A New Study Reveals Beta-HPV’s Direct Role in Driving Skin Cancer Growth
A recent study has shed light on the potential dangers of a common type of human papillomavirus (HPV) known as beta-HPV. While previously thought to only exacerbate skin cancer by worsening UV damage, this study suggests that beta-HPV can actually hijack the body’s cells to directly drive cancer growth.
The study focused on a 34-year-old woman who was suffering from cutaneous squamous cell carcinoma (cSCC) on her forehead. Despite undergoing immunotherapy and surgeries, her tumors continued to grow back.
Genetic analysis revealed that the beta-HPV had integrated itself into the DNA of the woman’s tumor, producing viral proteins that supported cancer growth ā a phenomenon never observed before with beta-HPV.
Immunologist Andrea Lisco from the US National Institute of Allergy and Infectious Diseases (NIAID) noted, “It suggests that there may be more people out there with aggressive forms of cSCC who have an underlying immune defect and could benefit from treatments targeting the immune system.”
The woman in the study had an immune disorder that prevented her T cells from attacking HPV, allowing the virus to trigger cancer formation in her skin cells.
After receiving a bone marrow stem cell transplant to replace her dysfunctional T cells with healthy ones, the woman’s aggressive skin cancer and other HPV-related issues were successfully treated, with no recurrence during a three-year follow-up period.

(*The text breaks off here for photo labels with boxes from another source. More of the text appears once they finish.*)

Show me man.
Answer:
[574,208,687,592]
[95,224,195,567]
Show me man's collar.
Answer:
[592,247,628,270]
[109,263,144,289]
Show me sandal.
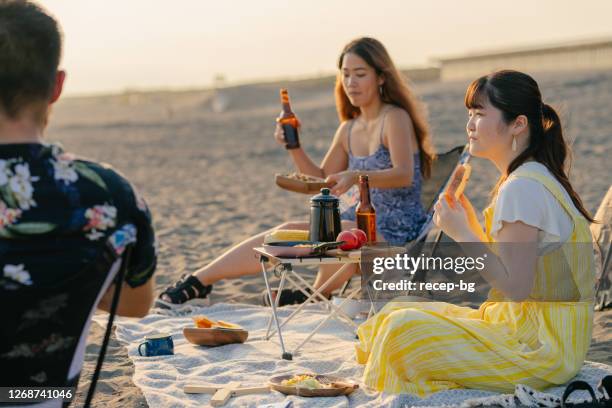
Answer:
[158,275,212,305]
[561,375,612,408]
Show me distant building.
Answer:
[437,38,612,81]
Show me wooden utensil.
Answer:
[183,381,270,407]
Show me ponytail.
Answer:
[507,103,595,222]
[465,70,595,222]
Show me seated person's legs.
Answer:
[160,221,309,303]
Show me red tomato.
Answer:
[336,231,359,251]
[351,228,368,247]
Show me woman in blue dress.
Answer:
[160,37,433,304]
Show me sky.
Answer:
[39,0,612,95]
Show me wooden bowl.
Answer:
[183,327,249,347]
[276,174,331,194]
[268,374,359,397]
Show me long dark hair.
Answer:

The study emphasizes the importance of personalized cancer treatments for individuals with specific immune vulnerabilities, highlighting the need for targeted approaches that may be more effective than generic treatments.

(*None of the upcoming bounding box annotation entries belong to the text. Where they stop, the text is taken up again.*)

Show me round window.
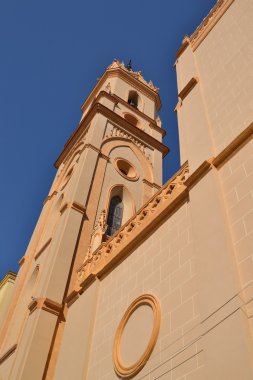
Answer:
[115,158,139,181]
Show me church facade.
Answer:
[0,0,253,380]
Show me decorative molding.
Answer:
[176,0,234,56]
[54,101,169,168]
[176,77,199,102]
[190,0,234,51]
[96,103,169,156]
[76,163,189,291]
[34,237,52,260]
[174,98,183,112]
[176,36,190,59]
[28,298,63,316]
[0,343,18,364]
[212,122,253,168]
[185,159,212,189]
[43,190,58,205]
[85,144,100,153]
[113,294,161,378]
[18,256,26,267]
[142,178,161,190]
[107,124,152,163]
[96,91,166,137]
[60,202,86,214]
[0,272,17,289]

While UV radiation remains a significant factor in skin cancer development, the study underscores the potential impact of other factors, such as viral infections, especially in individuals with compromised immune systems.
Progress in combating related diseases, such as alpha-HPV’s role in cervical and throat cancers, through vaccination offers hope for improved outcomes in cancer prevention and treatment.

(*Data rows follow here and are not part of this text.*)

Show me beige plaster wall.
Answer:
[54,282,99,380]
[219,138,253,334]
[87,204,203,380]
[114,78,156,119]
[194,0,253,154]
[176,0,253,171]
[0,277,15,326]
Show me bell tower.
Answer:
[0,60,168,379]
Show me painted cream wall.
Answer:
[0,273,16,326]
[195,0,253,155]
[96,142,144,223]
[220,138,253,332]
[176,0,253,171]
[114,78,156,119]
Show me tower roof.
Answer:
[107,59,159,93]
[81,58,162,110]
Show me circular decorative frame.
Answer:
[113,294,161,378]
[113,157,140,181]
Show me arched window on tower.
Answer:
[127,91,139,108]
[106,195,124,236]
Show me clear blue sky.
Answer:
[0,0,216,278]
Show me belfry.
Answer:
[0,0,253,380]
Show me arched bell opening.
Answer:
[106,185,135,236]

While a universal cure for cancer remains elusive, advancements in targeted therapies and personalized medicine continue to improve survival rates across various cancer types, including cSCC.
“This discovery could completely change how we think about the development, and consequently the treatment, of cSCC in people who have a health condition that compromises immune function,” stated Lisco.
The study was published in The New England Journal of Medicine.
An earlier version of this article was published in August 2025.